Due to the leverage, 4% growth in property beats 8% of ETF after all expenses taken into account. Is it reasonable to assume 4% property price growth over next 8-10 years for a new build in Australian capital cities?
 
@annz General rule: land appreciates, buildings depreciate.

New house on relatively small block in a new estate is lots of building value to depreciate and little land value to grow.

If you're ever going to get the returns you're talking about, gateway subdivisions aren't where it's going to happen.
 
@tonyluc2021 Generally yes, but if you look at Pakenham and Tarneit in Melbourne those house on little blocks have easily increased by more than 4%pa over ten years.

People buying in new estates aren’t generally thinking to subdivide in a few years and build a couple townhouses. If you were buying closer in then yes you would be looking at a minimum 600sqm block if you want to make the best cap gains
 
@annz You can get loans for ETFs that aren’t margin loans. NAB equity builder is available and interest rates are just above investment property rates.
 
@kijani The gap between rental yield and loan borrowing rate is ~1-2%

The gap between ETF Dividends and NAB EB rates can easily be 5% or even more for growth focused dividends.

I have never used NAB EB but I've read that IO loans on NAB EB are much harder to get.
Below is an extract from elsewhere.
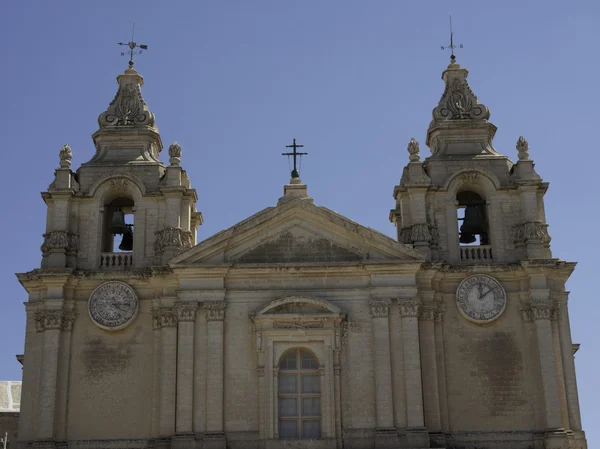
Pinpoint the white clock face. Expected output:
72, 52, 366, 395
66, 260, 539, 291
88, 281, 139, 331
456, 274, 506, 323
My cashflow will be smashed if I get NAB EB loan on P&I.
 
@annz It’s not hard at all to get IO. If you can’t afford PI maybe you shouldn’t be using leverage.

Rental yields on growth properties isn’t near 4-5%. This is also not the net yield. There are many costs associated with owning a rental property. These don’t exist for ETFs. You’re comparing apples and oranges.

It looks like you’ve made your mind up that property is what you want.

Have you allowed for maintenance or repairs of the property? Have you allowed for possible vacancy of the property of 2 weeks a year on average between tenancies?
 
@annz Problem with property, the growth is not linear, it tends to trickle along then jumps up over a couple of years, then plateaus again. So the growth per year is a calculation backward. It's not so predictable on the big price growth jump, but historically typically 10 to 12 years.